Very early on during the process of creating the StAX specification two alternative API styles were proposed by the expert group. One, which I'll call "cursor," followed SAX's lean and mean approach; the other, which I'll call "iterator," was a modern object-oriented API utilizing immutable objects. The expert group looked long and hard at which API style we should go with, including doing a performance analysis of the two styles. What we discovered was that we were trying to support three different end-user developers:

  1. Library and infrastructure developers: The group who creates app servers, JAXM, JAXB, JAXRpc, implementations, etc., and needs a very low-level and close-to-the-metal API with little overhead and few requirements for extensibility.
  2. J2ME developers: This group wants an XML pull parsing library that's small and simple and has a tiny footprint. They have little need for being able to extend the parser or modify the event stream.
  3. J2EE and J2SE developers: This large group generally wants a simple, efficient pull parser that naturally produces elegant bug-free code while allowing for more complex features such as stream modification and introducing new application event types.
We looked at many inventive ideas on how to create a single API that would allow us to "have our cake and eat it," but each of these ideas was rejected as they left us with a bad taste in our mouth and invariably produced a less-predictable API. In the end our desire to support these three developer types and our requirement that we be just as fast as SAX led the expert group to support both API styles.

Cursor API
The cursor API contains a central parser interface called XMLStreamReader that includes accessor methods for all the possible information you could retrieve from the XML Information model. The parser interface contains methods for accessing the document encoding, element names, attributes, namespaces, text content, processing instructions, etc. Methods are provided to allow access into the internal character buffer just as in SAX. The cursor approach is like a mirror image of SAX and provides direct access to string and character information while exposing methods with integer indexes for accessing attribute and namespace information just as in SAX. Thus it's possible to access all of the Information Model via a set of methods that return strings so object allocation is kept to a bare minimum.
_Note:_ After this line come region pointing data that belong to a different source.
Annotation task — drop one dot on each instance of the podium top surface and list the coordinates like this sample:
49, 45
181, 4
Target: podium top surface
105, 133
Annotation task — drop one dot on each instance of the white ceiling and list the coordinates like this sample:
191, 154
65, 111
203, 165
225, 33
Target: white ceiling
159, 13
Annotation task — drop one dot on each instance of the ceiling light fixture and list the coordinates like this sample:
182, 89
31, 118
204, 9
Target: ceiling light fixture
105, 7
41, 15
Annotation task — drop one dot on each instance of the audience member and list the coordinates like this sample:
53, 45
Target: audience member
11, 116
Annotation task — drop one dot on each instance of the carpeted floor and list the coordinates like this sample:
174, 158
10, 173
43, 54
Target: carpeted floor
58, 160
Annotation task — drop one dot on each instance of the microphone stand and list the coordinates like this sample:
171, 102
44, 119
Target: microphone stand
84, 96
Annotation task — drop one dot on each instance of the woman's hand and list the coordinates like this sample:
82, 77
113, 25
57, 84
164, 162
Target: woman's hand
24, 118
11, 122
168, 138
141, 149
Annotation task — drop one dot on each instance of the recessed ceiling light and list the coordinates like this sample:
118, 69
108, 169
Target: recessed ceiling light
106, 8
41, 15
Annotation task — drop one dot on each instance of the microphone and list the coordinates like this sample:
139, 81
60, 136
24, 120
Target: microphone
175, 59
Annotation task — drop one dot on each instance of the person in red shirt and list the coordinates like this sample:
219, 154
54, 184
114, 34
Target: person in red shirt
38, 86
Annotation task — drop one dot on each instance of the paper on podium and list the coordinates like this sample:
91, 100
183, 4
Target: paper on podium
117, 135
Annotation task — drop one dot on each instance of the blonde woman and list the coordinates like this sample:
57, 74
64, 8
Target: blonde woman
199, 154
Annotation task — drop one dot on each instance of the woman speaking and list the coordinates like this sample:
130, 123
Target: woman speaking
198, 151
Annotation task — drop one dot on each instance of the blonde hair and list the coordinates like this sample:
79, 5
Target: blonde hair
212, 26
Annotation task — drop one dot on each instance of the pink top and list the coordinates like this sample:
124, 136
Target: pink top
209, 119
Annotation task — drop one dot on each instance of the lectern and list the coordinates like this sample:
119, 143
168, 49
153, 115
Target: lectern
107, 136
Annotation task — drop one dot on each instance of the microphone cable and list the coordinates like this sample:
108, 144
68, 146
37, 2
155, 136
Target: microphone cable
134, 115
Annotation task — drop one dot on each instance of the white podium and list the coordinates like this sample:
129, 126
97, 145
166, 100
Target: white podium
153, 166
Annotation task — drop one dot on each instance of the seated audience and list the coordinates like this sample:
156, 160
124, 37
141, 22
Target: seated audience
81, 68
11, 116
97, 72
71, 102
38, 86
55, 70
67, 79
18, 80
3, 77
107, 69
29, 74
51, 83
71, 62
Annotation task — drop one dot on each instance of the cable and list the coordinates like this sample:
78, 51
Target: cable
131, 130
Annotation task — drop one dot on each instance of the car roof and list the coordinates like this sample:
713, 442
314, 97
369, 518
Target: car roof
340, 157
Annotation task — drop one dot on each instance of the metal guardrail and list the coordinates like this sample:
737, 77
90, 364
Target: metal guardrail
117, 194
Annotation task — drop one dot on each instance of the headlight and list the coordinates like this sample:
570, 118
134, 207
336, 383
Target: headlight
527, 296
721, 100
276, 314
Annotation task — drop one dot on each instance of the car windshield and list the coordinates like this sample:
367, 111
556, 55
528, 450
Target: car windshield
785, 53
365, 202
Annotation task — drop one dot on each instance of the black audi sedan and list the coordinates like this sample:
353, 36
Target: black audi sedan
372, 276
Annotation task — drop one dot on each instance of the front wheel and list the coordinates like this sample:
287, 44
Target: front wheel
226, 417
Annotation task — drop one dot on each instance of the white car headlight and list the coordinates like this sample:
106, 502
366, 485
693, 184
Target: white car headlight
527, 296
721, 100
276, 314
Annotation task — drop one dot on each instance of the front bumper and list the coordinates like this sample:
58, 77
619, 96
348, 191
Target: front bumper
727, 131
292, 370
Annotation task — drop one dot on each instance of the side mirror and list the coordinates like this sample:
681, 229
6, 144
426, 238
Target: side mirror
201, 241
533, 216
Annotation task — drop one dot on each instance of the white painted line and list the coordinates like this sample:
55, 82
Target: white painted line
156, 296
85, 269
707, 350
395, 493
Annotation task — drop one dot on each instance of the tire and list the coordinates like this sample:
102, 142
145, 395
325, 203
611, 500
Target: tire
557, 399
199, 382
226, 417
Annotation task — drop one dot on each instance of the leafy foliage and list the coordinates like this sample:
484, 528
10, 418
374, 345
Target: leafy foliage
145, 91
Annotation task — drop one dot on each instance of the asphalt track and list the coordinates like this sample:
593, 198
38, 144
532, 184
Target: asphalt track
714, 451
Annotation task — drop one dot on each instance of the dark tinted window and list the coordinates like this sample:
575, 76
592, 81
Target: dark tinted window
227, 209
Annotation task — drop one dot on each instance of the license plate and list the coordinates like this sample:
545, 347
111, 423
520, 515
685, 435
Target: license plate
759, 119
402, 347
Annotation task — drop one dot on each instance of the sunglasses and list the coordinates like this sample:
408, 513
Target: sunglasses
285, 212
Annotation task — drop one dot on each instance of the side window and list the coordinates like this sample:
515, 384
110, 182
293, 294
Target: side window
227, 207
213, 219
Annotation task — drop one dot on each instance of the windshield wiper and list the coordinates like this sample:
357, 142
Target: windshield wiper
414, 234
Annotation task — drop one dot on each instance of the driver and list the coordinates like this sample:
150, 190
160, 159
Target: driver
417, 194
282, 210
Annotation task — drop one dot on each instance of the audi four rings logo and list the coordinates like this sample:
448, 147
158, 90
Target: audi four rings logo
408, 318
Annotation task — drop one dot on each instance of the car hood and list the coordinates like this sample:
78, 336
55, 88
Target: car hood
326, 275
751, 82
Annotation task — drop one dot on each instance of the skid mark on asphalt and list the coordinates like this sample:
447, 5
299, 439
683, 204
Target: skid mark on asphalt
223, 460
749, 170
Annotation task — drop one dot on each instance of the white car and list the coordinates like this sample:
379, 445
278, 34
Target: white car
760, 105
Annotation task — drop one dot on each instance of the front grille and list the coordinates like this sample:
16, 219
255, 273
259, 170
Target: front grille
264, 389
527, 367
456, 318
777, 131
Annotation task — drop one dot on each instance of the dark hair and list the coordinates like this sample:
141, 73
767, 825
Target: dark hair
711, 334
Listing 1 provides some example code that uses an XMLStreamReader instance called "sr", which reads the example document listed in Figure 1. The code uses "sr" to walk over the document and retrieve the text content of the element <pre1:sometext> and the value of the ratio attribute of the element <pre2:bar>.

Listing 1 assumes the XMLStreamReader sr has just been created, i.e., StartDocument will be the first event.

Iterator API
The iterator API presents the event stream as an ordered list of immutable event objects. The StAX API defines a common base interface called XMLEvent and a subinterface for each of the event types listed in the XML information model. The Iterator API contains a central parser interface called XMLEventReader with just five methods in it, the most important being nextEvent(), which returns the next event in the stream. The interface XMLEventReader implements java.util.Iterator so it can be passed into routines that can handle the standard Java Iterator.

The common super interface XMLEvent contains methods for finding the actual event type and downcasting to the event subtypes. Listing 2 shows the equivalent code for reading our example XML document but using the XMLEventReader "er".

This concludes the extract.